Hey @NHDaly, thanks for bringing this up. I went with Vector{UInt8} because there are use cases for bytes that don't involve any textual interpretation of the underlying data -- for example, in our RAI_Solver protos, there is a Node message representing an element of a linked list and each node has a bytes field called next containing the raw binary payload of the rest of the list.

I believe there is semantic difference between strings and raw bytes and Julia is not strictly neutral when it comes to Strings and Vector{UInt8}, e.g. indexing into a string should always return a valid grapheme ("ěš[1:2]" fails), also mutability comes to mind. It depends on the actual semantics of the underlying data whether Vector{UInt8} or String is easier to work with, imo.

But to be honest, I primarily went with Vector{UInt8} based on intuition, now knowing that bytes were primarily designed as a wider string type for certain languages. I would be happier with the change if there was a way to signal if the underlying data is text or not...

Any thoughts, @quinnj ?

quinnj commented 2 years ago

I agree with keeping them separate. While Julia String allows storing arbitrary data, as @Drvi mentioned, it's certainly not ergonomic as almost all string functions expect properly encoded utf8 and will fail/not work in unexpected ways on arbitrary data.

One primary use I see for keeping them separate are compressed values; the TranscodingStreams.jl framework has operations defined directly on Vector{UInt8}, but not String to allow efficient in-memory compresion/decompression.

It's also very efficient in Julia to call String(::Vector{UInt8}) as just the wrapper String object is created and the underlying data isn't copied.

I think in C++ they're basically the same because C/C++ has never had a very strong notion of "strings" as distinct from char []/char *, i.e. byte arrays (since char is just a byte and not like Julia's Char).

I'm open to hearing other strong use-cases for interpreting bytes as String, but give the efficiency of String(bytes) and the use-cases for having bytes as Vector{UInt8}, I'm inclined to keep the distinction.

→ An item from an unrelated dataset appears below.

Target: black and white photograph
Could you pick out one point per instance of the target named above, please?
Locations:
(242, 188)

NHDaly commented 2 years ago

Thanks for the explanations. Yeah, that all makes sense. 🤔 okay yeah i think those are compelling arguments to keep things how they currently are. 👍

I was just surprised to see this distinction, since i've always thought of julia's strings as more like C++'s and less like Java's/Go's. But if you think it is a valuable distinction, then it's fine with me too. I think we can work with it either way. I just wanted to produce the most ergonomic code possible, so i wanted to check in about it with you.